A sex equality response to Dobbs would engage today’s fights while looking ahead to tomorrow’s possibly urgent needs.
Pro-sex-equality state law decisions might even foster social movement conditions supportive of an intersectional Equal Rights Amendment.
Nor is that all a legal sex equality response to Dobbs has to recommend it over and above autonomy-based alternatives. It would also protect LGBTQ people at the same time, and not only when they’re pregnant.
The gender politics of marriage have dramatically changed since the days when Phyllis Schlafly tried stopping the Equal Rights Amendment by arguing that it might protect lesbian and gay rights, including marriage rights. In step with those changes is a recent Supreme Court case written by Justice Neil Gorsuch, Bostock v. Clayton County, which declared federal statutory protections against sex discrimination barred anti-LGBTQ discrimination in employment.
Dobbs hints the Court may abandon Bostock as constitutional law. If it does, the Court may not afford constitutional sex equality rights to LGBTQ people, also leaving certain forms of anti-trans discrimination in the constitutional lurch.
What’s more, Dobbs’ legal rationale for eliminating abortion rights—conservative originalist arguments about constitutional text, history, and tradition—applies to established LGBTQ rights, including rights to consensual intimacies and marriage.
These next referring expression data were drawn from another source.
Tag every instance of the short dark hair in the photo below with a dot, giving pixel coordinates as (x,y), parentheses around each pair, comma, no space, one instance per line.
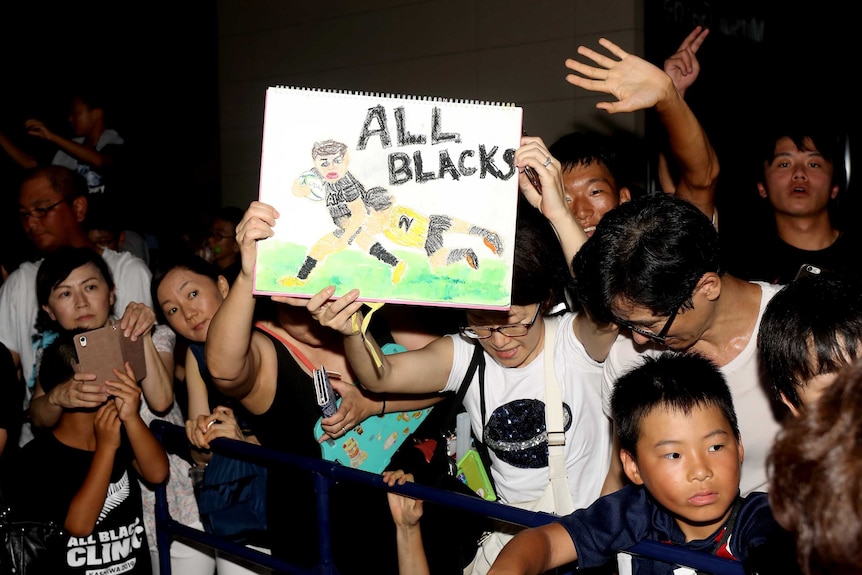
(540,273)
(56,267)
(182,259)
(68,183)
(584,148)
(650,252)
(822,134)
(673,380)
(328,148)
(811,327)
The danger is serious enough we now have “The Respect for Marriage Act,” a bipartisan federal law protecting aspects of the right to marry—though not requirements for allowing same-sex marriage under state constitutional law.
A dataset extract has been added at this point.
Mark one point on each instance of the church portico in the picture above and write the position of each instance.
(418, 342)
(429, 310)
New post-Dobbs sex equality equal rights amendments would help fill the gap at the state level, as could amendments—or judicial interpretations—clarifying, and perhaps extending, the meaning and scope of existing sex equality constitutional protections in the majority of states that already have them.
And the benefits don’t stop there.
As background, the Dobbs litigation featured compelling arguments for preserving federal constitutional abortion rights based on the realities and needs of pregnant people living lives of interlocking social inequalities. Dobbs skated over those arguments, but they suggest how new state-level constitutional sex equality rules could function as legal tools by which to secure recognition of intersectional equality under law, in and beyond the reproductive rights setting.
As progressive constitutionalist hopes and dreams sunset at the Supreme Court, new intersectional sex equality decisions under state law could operate as constitution-in-exile. They might eventually be scaled to transform federal constitutional law, opening back up, say, the unrealized equality promises of the Reconstruction Amendments. Pro-sex-equality state law decisions might even foster social movement conditions supportive of an intersectional ERA. Meantime, state constitutional sex equality amendments—or interpretations of existing state ERAs—could yield concrete innovations that would make real differences in real people’s lives in a moment of pressing need.
Last, but not least, sex equality state constitutional amendments calling Dobbs out for being both the sexist and anti-freedom ruling that it is would produce broader political benefits. In some places, they might for the first time summon progressive statewide political coalitions into being and action, with statewide and potentially regional and national effects. These coalitions, in themselves, would help prove that, after Dobbs, the American people remain deeply committed to individual and group-based sex equality under law, and that those sex equality commitments now include support for LGBTQ rights and intersectional equality.
Pro-choice advocates considering state constitutional reforms should consider meeting the old-school sexism that Dobbs embodies and unleashes, and politically and legally empowers, head-on in directly anti-sexist terms.